Initial results from Regeneron and Sanofi. US trial of Kevzara, which involves approximately 1,000 patients, is impending, Sanofi spokeswoman Ashleigh Koss said. Regeneron spokeswoman Hala Mirza estimated about 450 patients are included in the phase 2 portion of this trial, which is what will be reported.
Roche, which started a trial in April to register 330 patients, expects results in early summer, said a spokeswoman for the Genentech unit of Roche, Shirley Dang.
When there is a dramatic impact, it needs to be evident quickly provided the number of subjects from the trials, but results will take time.
The NY team’s chase for monoclonal antibodies in the patients’ blood who’ve healed from Covid-19 will contribute some findings next month.
No one knows whether we’ll discover good ones or not, but many people are very optimistic, but time will show.
It’s a similar strategy to people being accepted by Eli Lilly and its partner Regeneron, AbCellera, and Amgen and partner Adaptive Biotechnologies and Vir Biotechnology. He also noted that a group in China” has isolated a few pretty good antibodies.”
His group is looking for antibodies that bind to the whole spike protein on the coronavirus. Instead of ones that home in on a single place, the receptor-binding domain of the spike. Aiming to “discover something which will complement what others do,” he said.

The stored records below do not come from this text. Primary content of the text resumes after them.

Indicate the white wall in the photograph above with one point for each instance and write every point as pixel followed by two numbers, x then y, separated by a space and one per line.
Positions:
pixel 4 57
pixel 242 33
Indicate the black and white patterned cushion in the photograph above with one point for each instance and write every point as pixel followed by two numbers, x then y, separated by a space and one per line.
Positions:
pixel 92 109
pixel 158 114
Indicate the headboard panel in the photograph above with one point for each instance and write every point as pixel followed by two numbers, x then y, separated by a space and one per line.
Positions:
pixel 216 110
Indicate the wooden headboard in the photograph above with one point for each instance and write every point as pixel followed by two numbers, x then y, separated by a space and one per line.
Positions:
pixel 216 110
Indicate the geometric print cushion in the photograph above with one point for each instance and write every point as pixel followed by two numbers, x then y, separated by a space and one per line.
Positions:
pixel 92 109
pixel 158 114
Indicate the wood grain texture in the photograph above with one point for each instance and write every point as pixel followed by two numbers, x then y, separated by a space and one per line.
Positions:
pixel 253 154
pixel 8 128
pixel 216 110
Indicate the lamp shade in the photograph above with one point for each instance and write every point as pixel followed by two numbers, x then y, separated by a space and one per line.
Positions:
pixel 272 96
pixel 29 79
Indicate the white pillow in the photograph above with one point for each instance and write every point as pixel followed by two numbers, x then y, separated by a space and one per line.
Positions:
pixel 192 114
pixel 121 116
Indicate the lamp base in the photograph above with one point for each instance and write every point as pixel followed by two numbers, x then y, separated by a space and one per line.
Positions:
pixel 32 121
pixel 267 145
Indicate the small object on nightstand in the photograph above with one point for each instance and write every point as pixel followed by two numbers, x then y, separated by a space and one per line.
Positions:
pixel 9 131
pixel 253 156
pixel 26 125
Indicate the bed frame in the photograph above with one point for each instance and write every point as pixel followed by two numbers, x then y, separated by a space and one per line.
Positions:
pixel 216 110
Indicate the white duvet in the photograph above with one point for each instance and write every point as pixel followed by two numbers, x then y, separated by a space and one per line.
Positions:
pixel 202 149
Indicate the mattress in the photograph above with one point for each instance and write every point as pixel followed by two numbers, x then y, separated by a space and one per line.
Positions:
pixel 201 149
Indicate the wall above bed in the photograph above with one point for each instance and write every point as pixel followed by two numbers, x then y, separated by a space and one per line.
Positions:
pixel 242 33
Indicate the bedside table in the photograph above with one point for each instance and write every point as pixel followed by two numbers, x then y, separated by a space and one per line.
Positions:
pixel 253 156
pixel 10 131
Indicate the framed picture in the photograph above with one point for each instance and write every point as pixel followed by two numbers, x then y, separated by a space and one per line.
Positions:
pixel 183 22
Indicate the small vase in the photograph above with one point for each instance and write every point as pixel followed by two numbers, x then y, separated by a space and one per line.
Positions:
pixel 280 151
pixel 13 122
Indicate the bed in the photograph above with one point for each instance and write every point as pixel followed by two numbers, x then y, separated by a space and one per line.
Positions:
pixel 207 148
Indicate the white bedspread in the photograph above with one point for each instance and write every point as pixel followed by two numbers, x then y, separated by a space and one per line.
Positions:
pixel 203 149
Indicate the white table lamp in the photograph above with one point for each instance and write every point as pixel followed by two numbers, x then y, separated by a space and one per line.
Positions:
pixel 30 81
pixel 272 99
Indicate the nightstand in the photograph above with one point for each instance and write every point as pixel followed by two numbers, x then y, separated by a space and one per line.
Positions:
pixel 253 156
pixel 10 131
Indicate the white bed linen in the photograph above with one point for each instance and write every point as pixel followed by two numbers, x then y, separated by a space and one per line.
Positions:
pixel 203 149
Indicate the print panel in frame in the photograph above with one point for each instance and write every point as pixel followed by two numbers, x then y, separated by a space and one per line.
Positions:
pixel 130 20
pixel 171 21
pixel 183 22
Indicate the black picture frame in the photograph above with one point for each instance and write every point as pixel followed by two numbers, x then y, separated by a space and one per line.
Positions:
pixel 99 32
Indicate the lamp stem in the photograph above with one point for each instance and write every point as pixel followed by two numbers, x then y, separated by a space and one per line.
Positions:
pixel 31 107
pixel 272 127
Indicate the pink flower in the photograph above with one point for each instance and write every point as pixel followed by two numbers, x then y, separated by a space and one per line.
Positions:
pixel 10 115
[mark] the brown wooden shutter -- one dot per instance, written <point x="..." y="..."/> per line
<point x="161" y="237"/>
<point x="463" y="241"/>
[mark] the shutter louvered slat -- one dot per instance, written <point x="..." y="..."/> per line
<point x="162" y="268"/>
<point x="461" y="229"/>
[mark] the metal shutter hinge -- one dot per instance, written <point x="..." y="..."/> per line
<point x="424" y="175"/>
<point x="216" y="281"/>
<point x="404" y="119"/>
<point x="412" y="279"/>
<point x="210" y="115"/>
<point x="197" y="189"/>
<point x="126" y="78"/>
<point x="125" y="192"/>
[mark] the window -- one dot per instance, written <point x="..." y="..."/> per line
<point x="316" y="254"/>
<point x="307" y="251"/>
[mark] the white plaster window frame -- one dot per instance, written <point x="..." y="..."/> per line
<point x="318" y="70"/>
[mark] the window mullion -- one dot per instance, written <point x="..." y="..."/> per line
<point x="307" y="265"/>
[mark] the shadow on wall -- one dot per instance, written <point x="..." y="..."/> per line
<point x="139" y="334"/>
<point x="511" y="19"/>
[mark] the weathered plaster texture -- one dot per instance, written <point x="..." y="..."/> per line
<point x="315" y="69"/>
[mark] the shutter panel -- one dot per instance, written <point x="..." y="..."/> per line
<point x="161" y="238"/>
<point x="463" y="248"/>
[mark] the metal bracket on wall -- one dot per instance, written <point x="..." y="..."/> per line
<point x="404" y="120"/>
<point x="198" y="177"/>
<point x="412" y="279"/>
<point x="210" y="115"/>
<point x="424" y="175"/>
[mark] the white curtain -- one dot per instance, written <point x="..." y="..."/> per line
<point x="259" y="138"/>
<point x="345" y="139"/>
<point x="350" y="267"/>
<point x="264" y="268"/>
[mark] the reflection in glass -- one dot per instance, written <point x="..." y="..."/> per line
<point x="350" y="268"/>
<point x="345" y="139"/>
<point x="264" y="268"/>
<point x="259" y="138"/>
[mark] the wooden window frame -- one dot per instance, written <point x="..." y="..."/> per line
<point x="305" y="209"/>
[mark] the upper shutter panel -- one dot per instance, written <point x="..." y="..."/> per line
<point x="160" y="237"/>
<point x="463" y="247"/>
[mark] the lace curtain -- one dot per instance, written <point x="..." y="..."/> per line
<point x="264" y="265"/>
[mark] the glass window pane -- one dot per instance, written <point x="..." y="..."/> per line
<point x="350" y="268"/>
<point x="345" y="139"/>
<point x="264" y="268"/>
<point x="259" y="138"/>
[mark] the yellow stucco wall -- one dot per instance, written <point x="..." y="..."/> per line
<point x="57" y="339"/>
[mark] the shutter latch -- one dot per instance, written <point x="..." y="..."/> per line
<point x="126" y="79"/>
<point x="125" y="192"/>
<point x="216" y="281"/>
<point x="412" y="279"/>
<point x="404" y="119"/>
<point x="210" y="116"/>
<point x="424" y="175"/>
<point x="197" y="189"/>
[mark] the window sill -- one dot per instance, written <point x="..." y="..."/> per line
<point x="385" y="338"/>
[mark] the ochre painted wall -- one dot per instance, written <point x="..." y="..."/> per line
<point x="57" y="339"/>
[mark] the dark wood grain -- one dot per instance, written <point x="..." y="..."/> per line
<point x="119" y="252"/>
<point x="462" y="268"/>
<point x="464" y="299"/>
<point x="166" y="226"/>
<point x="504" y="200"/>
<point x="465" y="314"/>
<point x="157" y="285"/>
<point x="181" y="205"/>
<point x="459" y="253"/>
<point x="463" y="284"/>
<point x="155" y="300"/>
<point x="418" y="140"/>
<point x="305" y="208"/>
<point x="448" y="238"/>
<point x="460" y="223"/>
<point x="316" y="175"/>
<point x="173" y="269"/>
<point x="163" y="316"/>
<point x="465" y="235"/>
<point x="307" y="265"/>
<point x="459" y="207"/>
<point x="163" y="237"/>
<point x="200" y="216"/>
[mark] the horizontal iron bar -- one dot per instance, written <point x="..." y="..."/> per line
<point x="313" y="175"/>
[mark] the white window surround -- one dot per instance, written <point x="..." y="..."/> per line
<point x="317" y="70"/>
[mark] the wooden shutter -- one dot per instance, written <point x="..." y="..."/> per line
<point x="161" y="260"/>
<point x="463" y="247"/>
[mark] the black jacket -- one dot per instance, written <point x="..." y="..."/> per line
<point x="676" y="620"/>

Till then, the protease inhibitor hunt is suggestive of procedures for HIV. This will take weeks and months to undergo iterative improvements to obtain the best drug candidates.
You could have a pill and halt the replication of this virus. Prevent the cascade of events that happens in some of the sicker patients. He also brought a parallel to HIV in the potential to use medicines to avoid disease.
Here you can say health-care employees or particular household contacts of an index case might think about taking medicine as prophylaxis, there are multiple methods of using drugs if an effective one is found.
Our society needs to purchase time for the scientists may be at least a year so a lot of potential solutions will emerge… we should be quite confident that science will come through.